The original Woodstock was a three-day music festival filled with drugs, sex and mayhem that defined a generation known for its deep distrust of authority. But 50 years later, the owners of the festival name are getting an assist from a federal judge. 

Power to the people, indeed.

On Monday, U.S. District Judge Paul Gardephe said that Woodstock Ventures, which produced the 1969 festival, could indeed license its name to create a marijuana brand commemorating the concert’s golden anniversary this summer. In doing so, Gardephe rejected a claim that the cannabis brand would infringe on Woodstock Roots, a company that does business as “Woodstock American Products” and that sells a variety of hemp-related products. 
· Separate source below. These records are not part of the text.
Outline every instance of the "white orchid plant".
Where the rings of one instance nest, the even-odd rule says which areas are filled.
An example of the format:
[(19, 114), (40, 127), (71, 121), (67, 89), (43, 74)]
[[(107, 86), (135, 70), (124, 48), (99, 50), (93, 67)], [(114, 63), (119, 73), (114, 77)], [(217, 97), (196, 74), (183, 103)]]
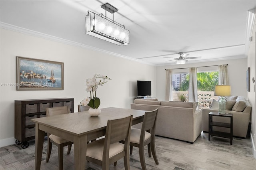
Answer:
[(96, 97), (96, 91), (99, 85), (102, 86), (103, 84), (108, 82), (108, 80), (111, 79), (108, 76), (98, 74), (95, 74), (91, 79), (87, 79), (86, 90), (90, 92), (90, 97), (84, 99), (80, 103), (84, 106), (88, 105), (92, 109), (98, 109), (100, 105), (100, 98)]

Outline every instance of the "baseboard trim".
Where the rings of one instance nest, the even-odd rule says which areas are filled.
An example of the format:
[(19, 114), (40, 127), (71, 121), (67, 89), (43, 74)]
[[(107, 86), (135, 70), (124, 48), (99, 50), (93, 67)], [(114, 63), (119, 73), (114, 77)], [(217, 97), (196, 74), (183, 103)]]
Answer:
[(7, 138), (0, 140), (0, 148), (15, 144), (16, 139), (14, 137)]
[(252, 154), (255, 159), (256, 159), (256, 148), (255, 148), (255, 145), (254, 144), (254, 141), (253, 140), (252, 134), (251, 133), (250, 134), (251, 142), (252, 142)]

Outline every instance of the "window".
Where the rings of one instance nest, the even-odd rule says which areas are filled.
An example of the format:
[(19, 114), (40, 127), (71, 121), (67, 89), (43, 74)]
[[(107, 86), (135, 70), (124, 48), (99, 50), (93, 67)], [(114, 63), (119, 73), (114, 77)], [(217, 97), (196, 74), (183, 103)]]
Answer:
[[(172, 74), (172, 99), (173, 101), (188, 99), (189, 73), (188, 69), (182, 72), (175, 70)], [(214, 98), (214, 87), (218, 81), (218, 66), (198, 68), (197, 88), (198, 101), (202, 107), (209, 106)]]

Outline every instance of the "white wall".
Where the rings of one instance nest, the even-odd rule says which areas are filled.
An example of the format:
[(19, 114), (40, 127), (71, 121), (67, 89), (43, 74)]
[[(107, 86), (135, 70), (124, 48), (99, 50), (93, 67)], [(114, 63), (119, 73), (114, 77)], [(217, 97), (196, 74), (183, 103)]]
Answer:
[(251, 42), (249, 52), (248, 53), (248, 67), (250, 69), (250, 91), (248, 92), (248, 100), (252, 104), (252, 127), (251, 139), (253, 143), (253, 153), (254, 157), (256, 158), (256, 93), (255, 93), (256, 82), (252, 83), (252, 79), (256, 77), (256, 21), (254, 23), (252, 31), (252, 41)]
[(95, 73), (112, 79), (97, 91), (100, 108), (130, 108), (136, 96), (137, 79), (152, 81), (152, 95), (156, 96), (154, 66), (4, 29), (0, 33), (0, 84), (16, 83), (18, 55), (64, 63), (64, 90), (18, 91), (15, 87), (1, 86), (0, 147), (14, 143), (14, 100), (74, 98), (76, 112), (77, 105), (89, 95), (85, 80)]
[[(160, 100), (165, 100), (166, 69), (208, 66), (225, 64), (228, 64), (228, 71), (229, 83), (231, 86), (231, 95), (244, 96), (247, 98), (246, 82), (246, 73), (247, 69), (247, 58), (158, 67), (156, 67), (156, 74), (157, 97)], [(207, 67), (205, 68), (205, 69), (207, 68)], [(210, 69), (210, 67), (209, 68)], [(188, 70), (188, 72), (189, 72), (189, 69)]]

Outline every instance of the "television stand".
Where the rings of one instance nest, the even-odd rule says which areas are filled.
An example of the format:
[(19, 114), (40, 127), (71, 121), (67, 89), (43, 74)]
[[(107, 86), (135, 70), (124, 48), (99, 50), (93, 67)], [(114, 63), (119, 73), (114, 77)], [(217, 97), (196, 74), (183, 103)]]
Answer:
[(136, 99), (156, 99), (156, 97), (152, 97), (150, 96), (138, 96)]

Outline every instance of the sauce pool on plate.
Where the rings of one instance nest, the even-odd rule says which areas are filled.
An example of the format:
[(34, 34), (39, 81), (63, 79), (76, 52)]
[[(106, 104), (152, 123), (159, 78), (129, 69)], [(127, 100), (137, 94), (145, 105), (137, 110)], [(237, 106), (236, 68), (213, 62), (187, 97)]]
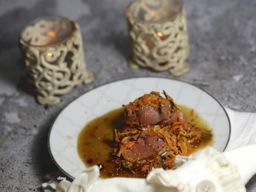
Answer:
[[(188, 122), (199, 128), (211, 129), (208, 123), (198, 113), (191, 108), (179, 105), (187, 116)], [(119, 170), (116, 173), (116, 164), (112, 162), (111, 153), (117, 147), (113, 140), (113, 129), (122, 128), (122, 114), (124, 108), (112, 110), (89, 122), (78, 135), (78, 151), (79, 156), (86, 167), (97, 165), (100, 170), (100, 177), (102, 178), (113, 177), (145, 178), (146, 175), (141, 173), (131, 173), (129, 170)], [(208, 137), (202, 138), (196, 146), (195, 151), (213, 142), (212, 133)]]

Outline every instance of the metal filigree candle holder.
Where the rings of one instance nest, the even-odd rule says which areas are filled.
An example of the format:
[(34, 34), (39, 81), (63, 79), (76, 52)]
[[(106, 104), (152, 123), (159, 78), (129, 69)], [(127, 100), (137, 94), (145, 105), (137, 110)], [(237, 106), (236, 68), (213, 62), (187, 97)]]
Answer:
[(29, 82), (41, 104), (56, 104), (60, 95), (93, 79), (86, 68), (80, 28), (74, 21), (57, 17), (33, 21), (22, 30), (19, 43)]
[(173, 75), (187, 71), (189, 55), (186, 14), (179, 0), (141, 0), (132, 2), (126, 16), (131, 39), (130, 66)]

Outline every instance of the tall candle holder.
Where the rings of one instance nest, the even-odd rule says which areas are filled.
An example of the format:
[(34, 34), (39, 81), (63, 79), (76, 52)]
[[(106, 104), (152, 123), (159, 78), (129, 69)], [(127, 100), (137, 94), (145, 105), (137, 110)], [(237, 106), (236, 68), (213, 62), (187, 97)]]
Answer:
[(132, 2), (126, 17), (131, 39), (130, 67), (168, 69), (174, 76), (187, 72), (189, 55), (186, 14), (180, 0)]
[(20, 48), (29, 82), (42, 104), (54, 105), (59, 96), (93, 79), (86, 68), (79, 25), (67, 18), (45, 17), (22, 30)]

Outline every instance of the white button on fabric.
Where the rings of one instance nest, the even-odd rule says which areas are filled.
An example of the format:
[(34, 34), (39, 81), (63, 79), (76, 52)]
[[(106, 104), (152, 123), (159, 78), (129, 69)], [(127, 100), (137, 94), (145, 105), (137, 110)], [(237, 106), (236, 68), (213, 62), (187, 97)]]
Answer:
[(209, 180), (203, 180), (197, 186), (197, 192), (215, 192), (216, 189), (213, 183)]

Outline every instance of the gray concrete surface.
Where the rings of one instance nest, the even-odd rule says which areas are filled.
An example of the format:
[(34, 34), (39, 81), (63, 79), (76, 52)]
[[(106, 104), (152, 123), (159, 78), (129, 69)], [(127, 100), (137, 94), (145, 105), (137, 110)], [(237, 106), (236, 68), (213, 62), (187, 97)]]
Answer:
[[(128, 67), (130, 48), (124, 10), (130, 2), (0, 0), (0, 191), (41, 190), (44, 175), (57, 168), (47, 150), (48, 130), (73, 100), (121, 78), (171, 77), (168, 72)], [(256, 1), (186, 0), (184, 4), (191, 70), (177, 79), (205, 89), (226, 107), (256, 112)], [(18, 38), (29, 20), (52, 15), (80, 24), (95, 80), (77, 86), (57, 105), (47, 107), (37, 103), (26, 85)], [(246, 187), (256, 191), (256, 176)]]

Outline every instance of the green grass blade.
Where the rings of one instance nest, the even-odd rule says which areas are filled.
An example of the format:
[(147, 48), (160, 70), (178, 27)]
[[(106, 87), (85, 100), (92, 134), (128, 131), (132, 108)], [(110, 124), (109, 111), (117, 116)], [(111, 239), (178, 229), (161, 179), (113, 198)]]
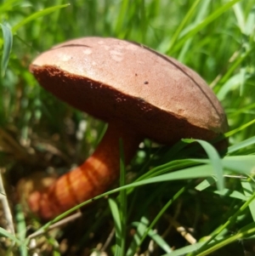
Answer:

In his ruling, Gardephe said that the commemorative marijuana products brand sought by Woodstock Ventures are “different” than the cannabis-related “smokers articles” offered by Woodstock Roots. Woodstock Ventures products “all involve the use of recreational marijuana, while [Woodstock Roots] have expressly disavowed the notion that their products are intended for use with recreational marijuana,” the judge said in his ruling. 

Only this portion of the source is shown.